If solicitors have been recommended by the developer and that has led to a substandard service, clearly the Law Society should look at that, but there have been several examples in British legal history of courts finding that contracts should never have been entered into because people signed up to unfair terms, because the advice was not sufficient, or because quite simply the contract should not operate in that way. I am thinking, for instance, of local authorities and interest swaps in the 1980s. Those contracts were rendered void. That needs to be considered. I am really distressed to hear that some pension funds may have entered into this as an asset class, particularly because I cannot believe that with their expertise they would not know what they were entering into. Anyone with any sense of political risk would understand that this issue might be something the Government would look at, no matter who was in charge.
It goes a stage further than that. There is a case going to appeal—the Stanley v. Mundy case—where the Wellcome Trust, which bought freeholds from the Henry Smith Charity, has managed to persuade a property tribunal that the rate at which people pay for extending leases should be much higher than at present. In fact, most of the evidence is that it should be lower. Governments should get involved in that and produce a chart that gives fair prices. If freeholders want to challenge that, they should guarantee to pay the costs of the leaseholders—not the other way round.
I absolutely agree. My distress is even greater after hearing about that situation; action like that will cause great distress across the country. As I say, I cannot believe that any organisation to whom leases have been sold on, these leaseholders, asset classes, or any pension fund that has got involved in investing in them, would not have made a reasonable assessment of the political risk involved. It is clearly unjust. I cannot imagine any colleague from any party standing up to defend the kind of constituency examples that have been shared in today’s debate.
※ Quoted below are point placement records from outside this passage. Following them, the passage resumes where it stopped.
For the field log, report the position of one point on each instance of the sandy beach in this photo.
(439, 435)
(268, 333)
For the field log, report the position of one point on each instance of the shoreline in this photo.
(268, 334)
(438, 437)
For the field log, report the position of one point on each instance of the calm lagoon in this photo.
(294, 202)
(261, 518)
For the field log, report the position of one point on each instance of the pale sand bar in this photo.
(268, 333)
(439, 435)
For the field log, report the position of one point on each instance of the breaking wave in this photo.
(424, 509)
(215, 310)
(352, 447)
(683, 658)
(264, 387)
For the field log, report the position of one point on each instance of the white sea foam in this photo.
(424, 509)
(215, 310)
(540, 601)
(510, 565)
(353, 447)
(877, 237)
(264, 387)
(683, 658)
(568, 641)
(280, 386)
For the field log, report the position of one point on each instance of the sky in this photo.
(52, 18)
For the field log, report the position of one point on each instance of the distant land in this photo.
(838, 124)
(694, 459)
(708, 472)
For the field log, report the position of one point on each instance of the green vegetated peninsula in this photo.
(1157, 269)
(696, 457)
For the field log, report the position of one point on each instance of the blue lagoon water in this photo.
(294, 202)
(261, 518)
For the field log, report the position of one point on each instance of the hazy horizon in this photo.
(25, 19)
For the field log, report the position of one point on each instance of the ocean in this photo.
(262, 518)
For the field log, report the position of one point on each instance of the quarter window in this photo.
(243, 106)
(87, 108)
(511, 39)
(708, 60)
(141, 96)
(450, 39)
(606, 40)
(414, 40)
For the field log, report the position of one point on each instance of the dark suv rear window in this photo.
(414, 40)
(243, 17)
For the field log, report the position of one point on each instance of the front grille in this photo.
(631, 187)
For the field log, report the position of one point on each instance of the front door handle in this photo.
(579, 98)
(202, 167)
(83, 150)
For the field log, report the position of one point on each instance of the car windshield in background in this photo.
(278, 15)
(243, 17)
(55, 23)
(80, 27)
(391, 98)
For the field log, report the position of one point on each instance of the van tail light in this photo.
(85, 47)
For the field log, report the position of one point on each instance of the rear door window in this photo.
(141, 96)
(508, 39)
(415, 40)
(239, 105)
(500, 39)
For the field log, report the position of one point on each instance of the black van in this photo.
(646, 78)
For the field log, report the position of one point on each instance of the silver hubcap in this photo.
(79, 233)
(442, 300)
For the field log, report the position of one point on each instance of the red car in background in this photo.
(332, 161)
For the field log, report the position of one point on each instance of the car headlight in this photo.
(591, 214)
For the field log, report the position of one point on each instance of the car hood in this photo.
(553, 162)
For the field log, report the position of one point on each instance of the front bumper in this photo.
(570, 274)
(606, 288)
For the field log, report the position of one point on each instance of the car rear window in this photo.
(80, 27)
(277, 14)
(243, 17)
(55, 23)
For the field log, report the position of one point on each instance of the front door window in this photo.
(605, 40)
The time is clearly ripe for action, and there is clearly a consensus for strong action. My only plea to the Minister would be this: for many constituents, this matter is urgent. It is blighting their lives and affecting their quality of life. It is clearly affecting the liquidity of the housing market, and whether people can make reasonable decisions about their households going forward. We need the action to be as swift as possible. Clearly, it is not straightforward and there are issues to resolve, but I cannot believe that anyone who has listened to today’s debate, or others that have taken place, would not agree that there is consensus for political action. Please, Minister—let us get on with that as soon as possible.